The world is facing an acute water crisis, and India isn’t far behind. According to experts, 21 cities in India will run out of water by 2020. The city of Chennai, whose reservoirs have run completely dry, is struggling to provide this basic necessity to its citizens.
Complete and unlimited access to clean water right now is a rare privilege that we shouldn’t take for granted. On an average, a person wastes approximately 0-45 litres of water a day, or 30% of the standard water requirement per person in a day. However, there are several measures we can all take to minimise wastage and do our bit to prevent Day Zero (the day when the taps will run dry and we’ll run out of water).
If you’re guilty of taking long showers and leaving the tap on while you’re brushing, now’s a good time for some redemption. All you need to do is make some minor changes in your lifestyle and be mindful of the amount of water you use for tasks that require much less. Listed below are some easy ways to conserve water.
Letting the faucets run while we brush, wash our hands, shave or do the dishes is probably something we’ve all been guilty of at some point. Did you know that keeping the tap running while brushing alone can waste around 25 litres of water per day? According to Green Sutra, this type of wastage of water is the most neglected and common one. So, please be more mindful the next time you turn on that faucet!
Have you been ignoring that leaky tap for days because you’ve been too lazy to get it fixed? Here’s a reality check: Leaking faucets waste approximately 4,000 drops of water per day, which is equal to a litre of water. Can you imagine how much water gets wasted across the world on account of these seemingly harmless leaks? The next time your tap starts leaking, call your plumber right away!

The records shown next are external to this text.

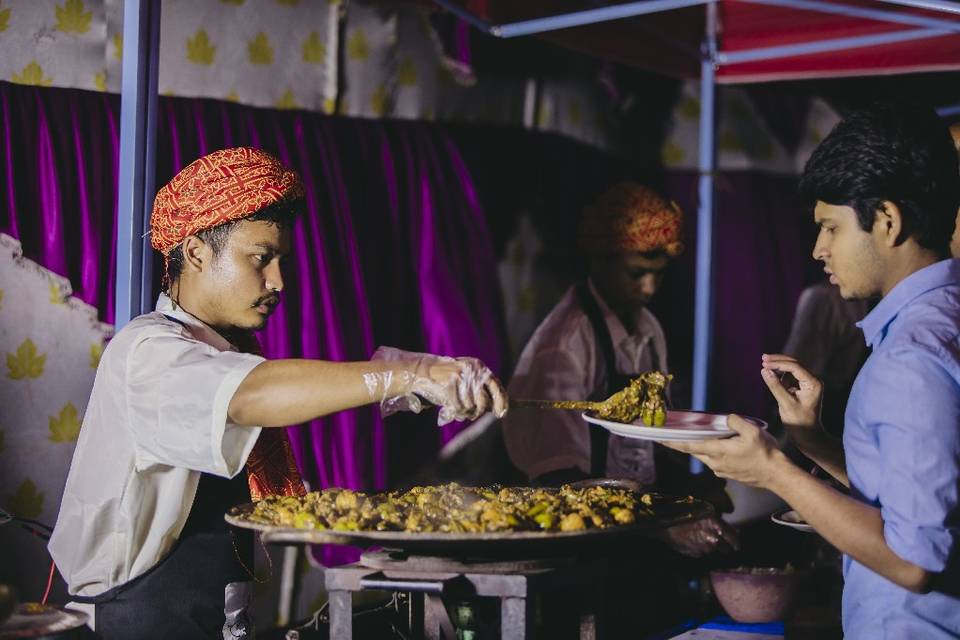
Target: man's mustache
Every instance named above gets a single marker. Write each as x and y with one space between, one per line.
271 300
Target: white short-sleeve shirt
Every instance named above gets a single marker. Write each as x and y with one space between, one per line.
157 419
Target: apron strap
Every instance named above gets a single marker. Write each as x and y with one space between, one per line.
599 438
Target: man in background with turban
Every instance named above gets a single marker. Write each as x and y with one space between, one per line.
177 429
598 337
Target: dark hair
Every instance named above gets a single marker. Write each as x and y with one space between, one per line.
902 154
283 214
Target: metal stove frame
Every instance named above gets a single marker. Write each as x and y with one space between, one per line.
516 584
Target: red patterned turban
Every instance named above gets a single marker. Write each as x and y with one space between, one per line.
631 217
224 186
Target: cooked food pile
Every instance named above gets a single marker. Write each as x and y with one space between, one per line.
644 398
451 508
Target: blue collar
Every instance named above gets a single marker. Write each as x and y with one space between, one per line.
939 274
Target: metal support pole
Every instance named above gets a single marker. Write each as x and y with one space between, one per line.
568 20
825 46
868 13
703 308
138 106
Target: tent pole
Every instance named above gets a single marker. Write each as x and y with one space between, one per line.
947 6
824 46
138 105
567 20
703 309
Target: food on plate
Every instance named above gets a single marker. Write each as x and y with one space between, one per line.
451 508
644 398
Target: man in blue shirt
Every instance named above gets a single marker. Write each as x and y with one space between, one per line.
884 185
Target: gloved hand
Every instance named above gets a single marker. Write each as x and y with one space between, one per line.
700 537
463 388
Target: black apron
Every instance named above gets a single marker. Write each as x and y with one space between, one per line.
183 595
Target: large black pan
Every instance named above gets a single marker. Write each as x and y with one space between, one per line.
668 511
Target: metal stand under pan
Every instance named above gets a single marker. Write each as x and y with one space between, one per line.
436 583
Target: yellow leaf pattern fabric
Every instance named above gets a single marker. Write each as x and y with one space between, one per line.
32 74
357 47
96 352
26 362
47 378
71 17
65 427
27 502
287 101
199 48
259 49
378 102
314 51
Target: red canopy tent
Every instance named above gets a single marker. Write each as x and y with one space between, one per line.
894 37
735 41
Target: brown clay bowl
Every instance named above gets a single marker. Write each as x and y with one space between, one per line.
755 594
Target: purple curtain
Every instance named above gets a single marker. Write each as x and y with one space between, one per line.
58 184
393 249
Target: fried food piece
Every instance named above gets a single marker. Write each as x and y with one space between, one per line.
644 398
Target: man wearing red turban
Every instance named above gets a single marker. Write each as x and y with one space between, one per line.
599 336
183 403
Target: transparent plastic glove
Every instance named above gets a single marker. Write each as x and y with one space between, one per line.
463 388
698 538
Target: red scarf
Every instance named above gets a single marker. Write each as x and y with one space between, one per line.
271 467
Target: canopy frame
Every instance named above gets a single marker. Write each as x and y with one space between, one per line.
139 108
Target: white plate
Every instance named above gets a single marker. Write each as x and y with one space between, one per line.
679 425
792 519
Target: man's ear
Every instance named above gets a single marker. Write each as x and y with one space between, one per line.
197 254
888 224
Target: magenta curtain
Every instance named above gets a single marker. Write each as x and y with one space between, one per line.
396 249
393 248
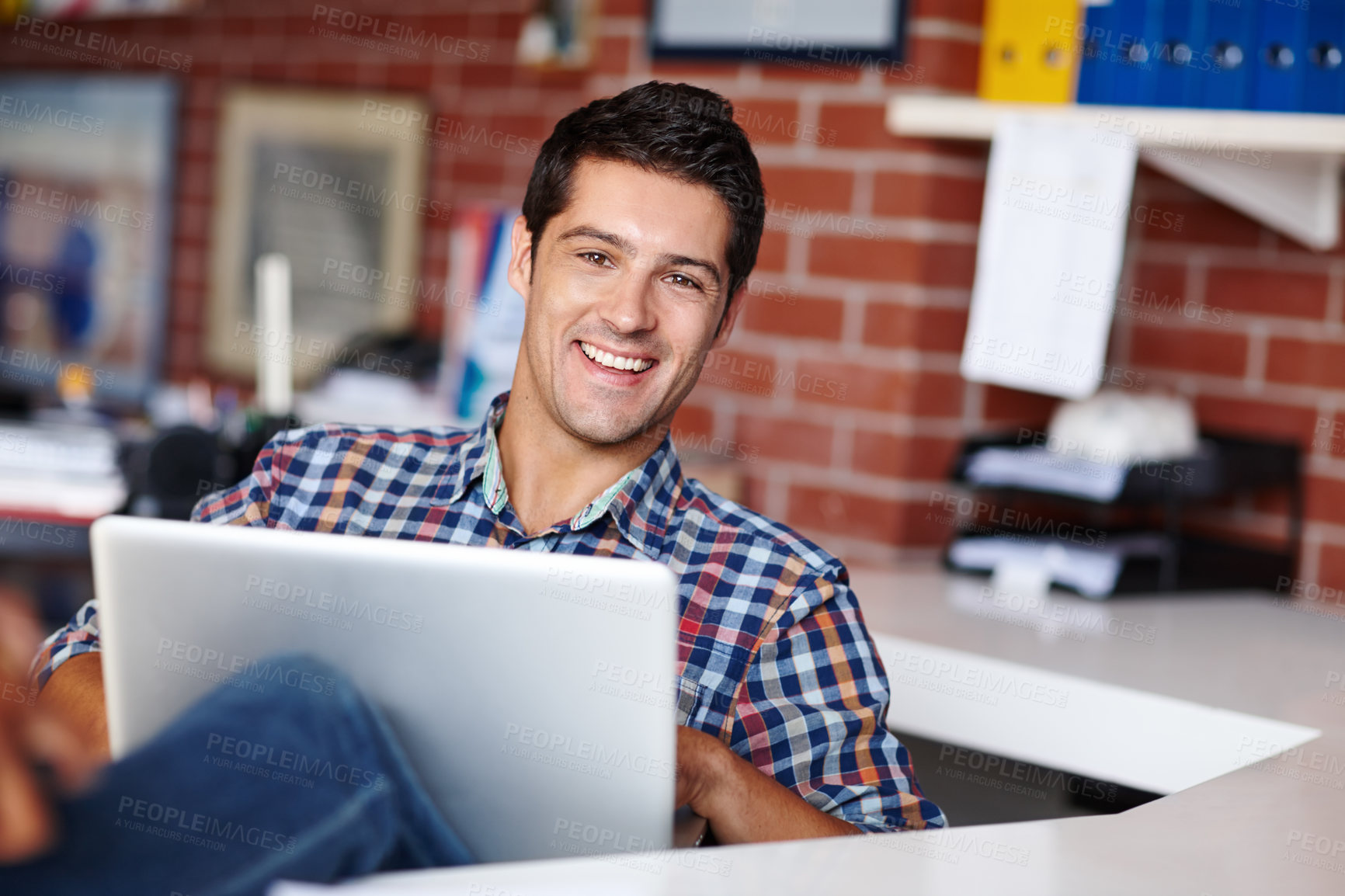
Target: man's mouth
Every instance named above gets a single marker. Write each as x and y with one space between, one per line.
617 363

When we have access to an unlimited supply of water, we tend to ignore the difference between potable and non-potable water. A lot of the water we use has the potential to be reused for non-potable purposes. Washing fruits over the sink? Place a small tub underneath. Cooking pasta or boiling vegetables? Collect that water in a separate utensil. You can use this water to flush your toilets, water the plants and other non-potable purposes.
Look, we get it--there’s no feeling better than having a nice soak in your bathtub after a long, tiring day. But did you know that on an average, a bath in your tub waste approximates 80 litres of water? For a planet that will soon run out of its most precious resource, such wastage cannot be justified. Short showers are better, but it is easy to lose track of time while showering. Switch to bucket baths, where you utilise only a very limited amount of water for your bathing needs.

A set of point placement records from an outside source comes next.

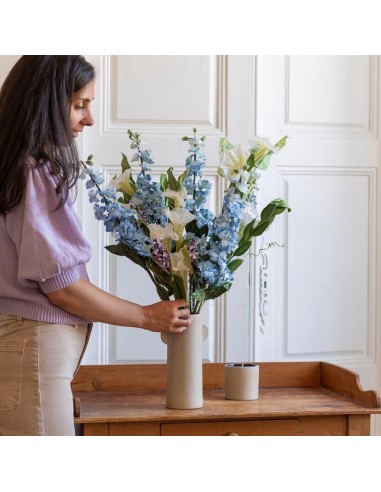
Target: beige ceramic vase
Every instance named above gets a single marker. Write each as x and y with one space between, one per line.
241 381
184 366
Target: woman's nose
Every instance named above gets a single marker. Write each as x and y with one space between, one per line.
88 120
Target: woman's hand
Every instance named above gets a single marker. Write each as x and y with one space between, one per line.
91 303
167 316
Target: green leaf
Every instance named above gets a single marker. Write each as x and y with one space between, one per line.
199 295
268 215
163 182
172 181
215 292
250 161
263 162
268 211
163 293
115 249
221 172
224 144
242 249
182 177
192 227
125 164
282 142
247 231
233 265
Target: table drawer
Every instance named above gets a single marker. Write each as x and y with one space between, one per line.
281 427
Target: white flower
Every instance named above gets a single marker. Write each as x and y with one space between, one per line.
181 262
231 162
179 216
162 233
249 213
178 196
122 183
258 142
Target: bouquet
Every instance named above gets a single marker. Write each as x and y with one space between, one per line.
166 228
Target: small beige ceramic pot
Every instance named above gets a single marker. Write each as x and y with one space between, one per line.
241 381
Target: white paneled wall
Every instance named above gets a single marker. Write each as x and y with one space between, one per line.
316 296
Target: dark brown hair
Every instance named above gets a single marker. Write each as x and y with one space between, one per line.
35 121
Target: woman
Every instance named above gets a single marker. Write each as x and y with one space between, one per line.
47 303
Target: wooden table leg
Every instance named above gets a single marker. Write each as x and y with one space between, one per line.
358 425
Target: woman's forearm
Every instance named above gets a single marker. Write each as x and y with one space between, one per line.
86 300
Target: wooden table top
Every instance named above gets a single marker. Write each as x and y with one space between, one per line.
136 393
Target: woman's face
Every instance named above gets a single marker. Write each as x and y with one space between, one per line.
80 109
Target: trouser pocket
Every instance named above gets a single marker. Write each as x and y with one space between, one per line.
11 356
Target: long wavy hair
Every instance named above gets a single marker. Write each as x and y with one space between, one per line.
35 104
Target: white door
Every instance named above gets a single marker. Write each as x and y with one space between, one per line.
313 298
320 299
164 97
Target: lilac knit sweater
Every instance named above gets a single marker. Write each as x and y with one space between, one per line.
42 249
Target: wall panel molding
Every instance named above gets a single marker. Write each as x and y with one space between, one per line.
354 355
325 129
214 125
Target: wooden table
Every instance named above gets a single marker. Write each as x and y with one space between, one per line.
295 398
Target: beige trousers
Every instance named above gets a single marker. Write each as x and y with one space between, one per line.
38 361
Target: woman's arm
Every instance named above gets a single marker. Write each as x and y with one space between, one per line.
86 300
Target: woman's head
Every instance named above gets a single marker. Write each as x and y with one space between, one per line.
36 118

While the use of washing machines and dishwashers is more eco-friendly than hand-washing of clothes and utensils, frequent usage of these appliances tends to do more harm than good. So, make sure you always have a full load of clothes or utensils the next time you use your washing machine or dishwasher.

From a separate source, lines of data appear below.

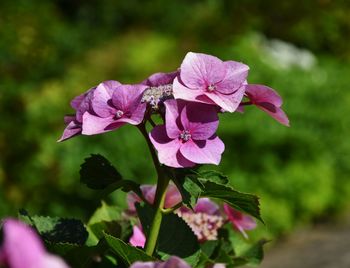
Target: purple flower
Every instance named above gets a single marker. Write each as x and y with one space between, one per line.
80 104
138 239
114 105
172 262
205 78
268 100
188 136
204 220
240 221
160 88
22 248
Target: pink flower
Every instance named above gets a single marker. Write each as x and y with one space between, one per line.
240 221
172 196
138 239
80 104
205 78
268 100
172 262
23 248
188 136
114 105
204 220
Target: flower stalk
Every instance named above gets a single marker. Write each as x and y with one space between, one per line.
162 185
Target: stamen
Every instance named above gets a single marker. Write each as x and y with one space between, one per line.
211 87
155 95
185 135
119 114
204 226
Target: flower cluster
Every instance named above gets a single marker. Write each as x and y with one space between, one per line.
205 219
22 247
188 100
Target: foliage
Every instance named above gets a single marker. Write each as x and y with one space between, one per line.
48 55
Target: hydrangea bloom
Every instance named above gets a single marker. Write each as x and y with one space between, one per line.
240 221
23 248
268 100
138 238
188 136
80 104
114 105
172 262
204 220
160 88
205 78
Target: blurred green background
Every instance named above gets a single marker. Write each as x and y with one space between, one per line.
51 51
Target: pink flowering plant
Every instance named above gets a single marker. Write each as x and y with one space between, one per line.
187 218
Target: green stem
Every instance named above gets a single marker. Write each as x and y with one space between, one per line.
159 200
152 238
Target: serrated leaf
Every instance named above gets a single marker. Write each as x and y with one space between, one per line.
190 189
107 219
127 253
98 173
244 202
58 230
175 236
105 213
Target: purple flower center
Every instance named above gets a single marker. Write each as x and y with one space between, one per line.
185 135
119 114
211 87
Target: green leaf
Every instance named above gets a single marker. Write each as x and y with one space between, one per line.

Some of you may not know this, but watering plants during the middle of the day when the sun is at its strongest can lead to wastage of water via evaporation. This means that you’ll need more water to adequately water your plants. The solution? Water your plants when the temperature is cooler, ideally early morning!
Your pet might be used to bathing in the sink or in the bathtub, but we have a better idea that will not only be more fun for Snoopy, but also serve another purpose! If you have an outdoor lawn, we suggest you bathe your pets outdoors, because this way you don’t need to separately water the grass, which will end up saving you a lot of precious water!
Did you know that 6-13 litres of water is wasted every time you use the flush? In order to avoid such wastage, you should use the flush as sparingly as possible. An eco-friendly solution would be to install water-efficient flushes in your commode that let you control the amount of water you dispose of during a single flush.
According to Down To Earth magazine, India captures only eight per cent of its annual rainfall at present, which is among the lowest in the world. Given the fact that the country gets its fair share of rainfall, adequately harvesting rainwater is a great way to conserve the resource, which can later be used for non-potable purposes at home. There are several ways to harvest rainwater at home, from something as simple as capturing it in rain barrels (costing between Rs 300-Rs 1000) to building a reservoir on your rooftop, which would take approximately Rs 40,000 to install.
Do you find yourself paying steep water bills despite consuming a significantly less amount? It’s time to minutely analyse your water bill and metres, and this will help you realise how much water you consume, where you can cut down and how much of it is simply getting wasted. Zero-in on the amount of water you should be ideally consuming (around 150-300 litres per head), continue keeping tabs on your bills and keep cutting the excess out till you reach your goal!
Now you know that you can actually conserve so much water if you’re just a little more mindful of its usage. But remember, doing this on an individual level isn’t enough! Make it a community effort by spreading the word about water conservation among your neighbours, friends and family.